My one complaint is how they portray the Justice League. The show’s premise, you see, is that the sidekicks had demanded to join the League and be treated as adults. But that wouldn’t create a show starring that all-important demographic, the teenager. So story considerations required heroes like Superman to refuse to associate with the kids, and force them instead to become a covert superhero team. That’s not only more dangerous, it’s cruel. Thankfully, these jerks masquerading as super friends don’t show up much, except for Batman (assignments), Black Canary (combat trainer) and Red Tornado (supervisor).
And it seems to be working; Young Justice has been renewed for a second season. If you can’t wait, Warner Home Video released the first four episodes on DVD July 19 as Young Justice: Season One, Volume One ($14.97) and DC Kids has launched a companion comic book.
* Sweet Tooth is ongoing mature-readers series set in a post-apocalyptic America where a plague has wiped out most of humanity, and animal/human hybrids are being born. These hybrids are immune to the plague, and are pursued by the ruthless human survivors for their secret. The eponymous star is one such hybrid, a boy with antlers who loves chocolate. Hence, “Sweet Tooth.”
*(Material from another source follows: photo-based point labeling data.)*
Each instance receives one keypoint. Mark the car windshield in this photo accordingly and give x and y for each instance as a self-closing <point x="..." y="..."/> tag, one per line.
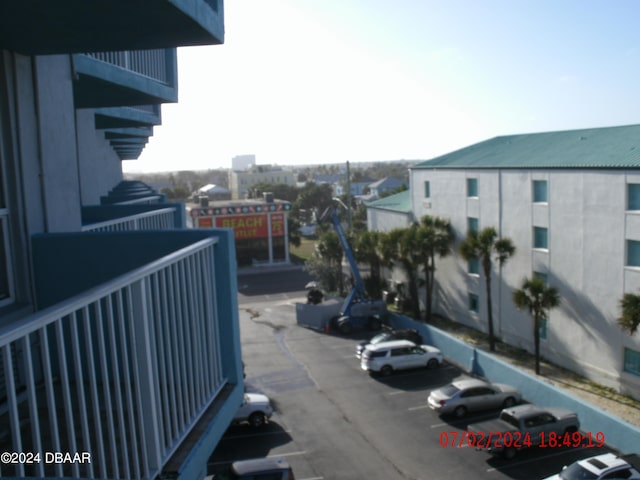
<point x="381" y="337"/>
<point x="510" y="419"/>
<point x="449" y="390"/>
<point x="577" y="472"/>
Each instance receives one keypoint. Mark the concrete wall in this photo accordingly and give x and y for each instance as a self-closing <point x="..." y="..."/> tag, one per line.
<point x="385" y="220"/>
<point x="618" y="433"/>
<point x="587" y="226"/>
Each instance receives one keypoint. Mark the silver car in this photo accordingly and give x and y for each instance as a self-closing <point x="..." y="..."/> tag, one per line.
<point x="470" y="395"/>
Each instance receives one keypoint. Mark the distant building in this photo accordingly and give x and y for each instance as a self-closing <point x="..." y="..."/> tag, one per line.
<point x="259" y="225"/>
<point x="387" y="184"/>
<point x="242" y="162"/>
<point x="212" y="192"/>
<point x="241" y="182"/>
<point x="570" y="201"/>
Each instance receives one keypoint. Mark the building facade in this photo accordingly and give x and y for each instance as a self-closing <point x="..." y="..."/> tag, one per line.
<point x="570" y="203"/>
<point x="99" y="353"/>
<point x="241" y="182"/>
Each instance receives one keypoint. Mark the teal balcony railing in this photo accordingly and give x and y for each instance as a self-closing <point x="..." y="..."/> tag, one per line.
<point x="125" y="78"/>
<point x="123" y="371"/>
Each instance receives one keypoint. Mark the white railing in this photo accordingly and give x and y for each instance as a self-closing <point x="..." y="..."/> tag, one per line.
<point x="122" y="372"/>
<point x="150" y="63"/>
<point x="162" y="219"/>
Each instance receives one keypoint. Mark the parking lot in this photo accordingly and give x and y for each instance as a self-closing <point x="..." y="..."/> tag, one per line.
<point x="334" y="421"/>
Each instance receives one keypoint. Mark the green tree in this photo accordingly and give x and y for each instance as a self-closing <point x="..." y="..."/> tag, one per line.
<point x="402" y="247"/>
<point x="313" y="197"/>
<point x="486" y="246"/>
<point x="330" y="250"/>
<point x="629" y="319"/>
<point x="435" y="237"/>
<point x="537" y="297"/>
<point x="366" y="250"/>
I have to say I’m not a fan of the impressionistic art style of writer/artist Jeff Lemire (Nobody). On the other hand, my wife is crazy about every aspect of the book, so it’s really a matter of taste.
You can judge for yourself with the latest collection, Sweet Tooth Vol. 3: Animal Armies (DC/Vertigo, $14.99). Collecting Sweet Tooth #12-17, this volume sheds some light on the plague’s origin, re-unites Sweet Tooth with the big man who’d sold him for experiments (and has since had a change of heart) and begins a quest to learn Sweet Tooth’s origins.
Naturally, all of this complicated by the usual inhabitants of an apocalypse: brutal survivors, religious fanatics, mad scientists and rogue militias. Which, in Lemire’s hands, feel fresh. I may not care for the art, but Sweet Tooth is an absorbing and disturbing read.
* When Deluxe Comics re-launched a beloved 1960s series in 1984 as Wally Wood’s T.H.U.N.D.E.R. Agents, I bought them while holding my nose. I was a purist, you see, and was irritated by the title and concept, because Wally Wood – the heart and soul of the series – had died in 1981. I didn’t think of these characters as the “real” agents of The Higher United Nations Defense Enforcement Reserve.
Now DC has reprinted those five issues as T.H.U.N.D.E.R. Agents Archives Volume Seven ($59.99), and I was surprised: They were much better than I remembered. With work by Rich Buckler, Dave Cockrum, Paul Gulacy, Jerry Ordway and George Perez, it is more consistent in quality than the original 1960s T.H.U.N.D.E.R. Agents, which featured two or three superstars (like Wood) but also a whole lot of drek. Given that DC has re-launched T.H.U.N.D.E.R. Agents currently with the welcome revelation that all previous stories remain in continuity, this volume of obscure stories is simply that much more necessary for any hard-core comics fan.